Attorney Tim Hogan, who represents the trio, said the language allowing a governor to remove a commissioner for gross misconduct or substantial neglect of duty clearly does not cover the allegations that Brewer made against Colleen Mathis, even assuming they are true.
More to the point, Hogan told the justices of the Arizona Supreme Court there was an earlier, draft version of the 2000 initiative, one that actually would have given the governor greater latitude to dismiss any member of the commission. But that language was scrapped before the measure was sent to the voters.
“To me, that makes it absolutely clear that ... process and bad maps were not a reason for removal,’’ said Ann Eschinger. She was the president of the Arizona League of Women Voters and one of the people who drafted the initiative.
That’s also the assessment of Dennis M. Burke, who was director of Arizona Common Cause, and Bart Turner, who held a similar position with Valley Citizens League.
But gubernatorial press aide Matthew Benson said what the drafters considered and rejected is irrelevant.
“What is controlling in this is the actual verbiage that voters approved,’’ he said. “And the actual language never called for judicial review and doesn’t define ‘gross misconduct’ or ‘substantial neglect of duty,’ leaving it to the governor’s discretion.’’
In firing Mathis, the governor said she was guilty of violating the state’s Open Meeting Law through private conversations with other commissioners about awarding a bid. Brewer also said Mathis crafted maps for the state’s nine congressional districts that do not comply with requirements in the ballot measure to protect “communities of interest.’’
Generally speaking, courts look to the “black letter’’ of the law when interpreting what it means. Hogan told the justices that should be enough to conclude that whatever Mathis did does not rise to that level.

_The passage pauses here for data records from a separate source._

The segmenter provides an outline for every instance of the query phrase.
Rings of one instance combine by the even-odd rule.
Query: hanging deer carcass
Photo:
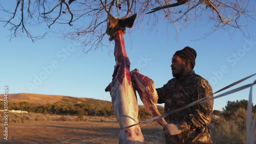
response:
[[[121,129],[119,143],[145,143],[138,119],[138,107],[137,98],[132,84],[130,62],[126,54],[123,34],[125,28],[131,28],[137,16],[135,14],[127,17],[132,7],[128,5],[127,13],[122,19],[114,18],[106,8],[106,2],[102,6],[108,14],[106,33],[110,40],[114,40],[114,67],[112,82],[105,89],[110,91],[114,111]]]

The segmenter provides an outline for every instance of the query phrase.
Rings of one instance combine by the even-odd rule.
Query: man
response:
[[[196,51],[188,46],[174,55],[170,67],[174,78],[156,89],[158,103],[164,103],[165,113],[213,97],[208,81],[193,70],[196,57]],[[206,126],[211,121],[213,105],[214,100],[210,100],[165,117],[168,124],[163,129],[166,143],[212,143]]]

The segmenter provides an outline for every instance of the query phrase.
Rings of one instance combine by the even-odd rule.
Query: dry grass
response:
[[[0,116],[3,116],[3,113],[0,113]],[[3,123],[4,119],[0,119],[0,123]],[[8,116],[9,122],[15,123],[23,123],[25,121],[100,121],[101,122],[116,122],[115,116],[83,116],[82,118],[79,118],[76,115],[51,115],[49,114],[43,114],[41,113],[9,113]]]
[[[246,118],[244,109],[238,109],[228,119],[212,116],[209,130],[214,143],[246,143]]]

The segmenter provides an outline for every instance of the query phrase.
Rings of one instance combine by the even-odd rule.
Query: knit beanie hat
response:
[[[174,55],[178,55],[182,58],[189,60],[192,66],[192,69],[196,65],[196,58],[197,57],[197,52],[194,49],[189,46],[186,46],[183,49],[177,51]]]

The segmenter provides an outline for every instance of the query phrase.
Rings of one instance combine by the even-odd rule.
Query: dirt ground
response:
[[[4,130],[4,125],[0,126]],[[164,143],[161,127],[155,122],[141,128],[146,143]],[[4,134],[3,130],[1,130]],[[116,143],[120,128],[116,122],[25,121],[9,123],[8,140],[1,143]]]

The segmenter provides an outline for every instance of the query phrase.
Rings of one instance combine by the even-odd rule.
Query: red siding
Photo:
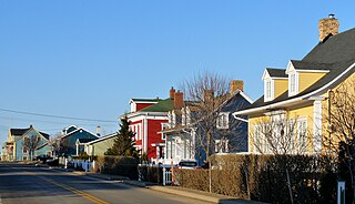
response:
[[[136,103],[135,104],[135,111],[140,111],[140,110],[142,110],[142,109],[144,109],[144,108],[148,108],[148,106],[151,106],[152,104],[154,104],[154,103]]]
[[[152,144],[164,142],[162,134],[158,132],[162,130],[162,123],[166,122],[168,120],[148,120],[148,159],[156,157],[156,147]]]
[[[138,121],[134,121],[134,122],[131,122],[131,125],[134,125],[134,124],[142,124],[142,120],[138,120]],[[142,126],[142,130],[143,130],[143,126]],[[135,130],[135,131],[138,131],[138,130]],[[134,131],[134,132],[135,132]],[[138,134],[138,133],[136,133]],[[135,135],[136,136],[136,135]],[[141,135],[141,137],[143,137],[143,135]],[[135,145],[142,145],[142,140],[136,140],[135,141]],[[142,149],[143,149],[143,146],[142,146]]]

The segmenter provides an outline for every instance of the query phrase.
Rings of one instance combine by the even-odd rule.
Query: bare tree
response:
[[[196,128],[197,146],[206,155],[206,161],[210,161],[210,155],[214,151],[213,137],[219,108],[230,96],[229,81],[219,74],[204,72],[194,75],[191,81],[185,81],[182,90],[185,93],[185,101],[190,102],[187,104],[191,109],[190,120],[192,126]]]
[[[311,134],[306,128],[307,119],[290,118],[287,111],[271,111],[252,125],[251,133],[254,152],[272,154],[275,164],[282,164],[285,185],[288,190],[290,202],[294,203],[290,172],[297,169],[293,155],[305,154],[311,147]]]
[[[337,154],[339,177],[347,181],[347,201],[355,203],[355,78],[328,91],[324,106],[327,134],[323,135],[323,146],[329,154]]]
[[[258,120],[251,139],[254,152],[262,154],[305,154],[311,147],[311,134],[304,120],[290,119],[285,111],[275,111]]]
[[[50,144],[52,146],[52,151],[54,155],[63,155],[68,152],[69,141],[62,140],[61,136],[62,135],[58,133],[50,140]]]
[[[39,146],[41,137],[38,135],[24,136],[23,137],[23,149],[29,152],[29,159],[32,160],[36,149]]]

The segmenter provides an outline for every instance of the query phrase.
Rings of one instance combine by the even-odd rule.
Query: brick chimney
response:
[[[170,93],[169,94],[170,94],[170,99],[174,99],[175,90],[174,90],[173,86],[170,89]]]
[[[234,93],[237,90],[244,91],[244,81],[243,80],[232,80],[231,81],[231,93]]]
[[[100,125],[98,125],[98,126],[97,126],[97,136],[99,136],[99,137],[100,137],[100,135],[101,135],[101,126],[100,126]]]
[[[329,14],[328,18],[320,20],[318,29],[320,42],[323,42],[324,40],[326,40],[326,37],[328,37],[328,34],[332,33],[333,35],[335,35],[338,33],[339,22],[334,18],[334,14]]]
[[[184,94],[180,91],[174,94],[174,106],[175,109],[181,109],[184,106]]]

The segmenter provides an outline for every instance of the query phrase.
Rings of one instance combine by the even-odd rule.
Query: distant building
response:
[[[334,14],[320,20],[320,42],[302,60],[290,60],[285,69],[267,68],[262,78],[264,95],[234,113],[248,115],[251,153],[329,151],[324,142],[334,134],[333,93],[342,85],[353,89],[355,81],[355,29],[338,33],[338,27]],[[267,123],[274,129],[266,132]]]
[[[240,116],[235,119],[232,113],[237,109],[248,106],[252,100],[243,92],[244,82],[233,80],[231,82],[231,92],[227,93],[226,100],[215,110],[219,114],[215,131],[212,139],[211,153],[236,153],[247,152],[247,118]],[[181,160],[194,160],[203,164],[206,153],[201,147],[201,140],[196,135],[203,135],[199,123],[200,102],[182,101],[181,96],[174,100],[179,101],[175,109],[169,112],[169,122],[162,131],[165,137],[165,156],[162,163],[170,164],[171,161],[178,164]],[[196,115],[195,115],[196,114]]]
[[[51,155],[51,146],[49,144],[50,135],[36,130],[32,125],[28,129],[10,129],[7,142],[2,145],[2,160],[4,161],[27,161],[31,160],[28,146],[24,140],[37,136],[39,142],[34,150],[34,155]]]
[[[168,113],[174,109],[175,90],[170,90],[170,98],[131,99],[131,112],[126,114],[131,122],[130,130],[135,133],[135,147],[146,153],[148,159],[156,161],[164,157],[165,139],[161,133],[168,123]]]
[[[98,133],[99,134],[99,133]],[[75,125],[70,125],[67,129],[62,130],[62,135],[57,139],[57,143],[60,144],[60,150],[55,151],[57,155],[78,155],[77,143],[80,140],[84,142],[93,141],[99,139],[98,134],[93,134],[90,131],[79,128]]]

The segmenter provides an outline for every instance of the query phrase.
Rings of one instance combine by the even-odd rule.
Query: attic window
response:
[[[298,93],[298,73],[288,73],[288,94],[295,95]]]
[[[264,95],[265,101],[272,101],[274,99],[274,81],[272,79],[264,81]]]

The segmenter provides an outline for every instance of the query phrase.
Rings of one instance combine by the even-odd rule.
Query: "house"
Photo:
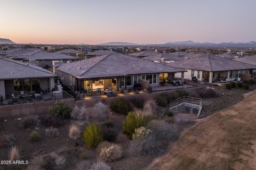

“The adjectives ‘substantial’ and ‘gross’ were used in order to clearly convey that the offense leading to removal had to be extremely serious,’’ he wrote in his legal brief.
If, however, there are questions about exactly what words mean, judges often will try to discern the intent of those who crafted the measure.
Hogan gave the justices an early draft of the initiative, which took the power to draw legislative and congressional district lines away from lawmakers and gave it to the five-member commission. That draft would have allowed the governor to fire a commissioner for “a violation of this section.’’
That language was removed before it went to the ballot.
“(The crafters) can definitively state that the removal provision was never to provide a basis to subvert the redistricting process in the event that some politicians were unhappy with the mapping process,’’ he wrote.
Hogan said the drafters “were not naive.’’
“They realized that delegating the redistricting to an impartial commission would result in maps that in all likelihood would make some incumbent politicians unhappy,’’ he continued. “And that is why there is no provision in the constitutional amendment for removal of commissioners because they produced ‘bad maps.’ ’’
Hogan also noted that the congressional map that has specifically made Brewer unhappy — the one she cited in her dismissal letter — is only a draft. He said the commission has not yet adopted final maps that would be subject to court challenge by anyone who believes they do not comply with what the constitution requires.
“Removing the commissioner because you do not like the draft maps is the functional equivalent of removing a judge for a draft decision,’’ Hogan wrote.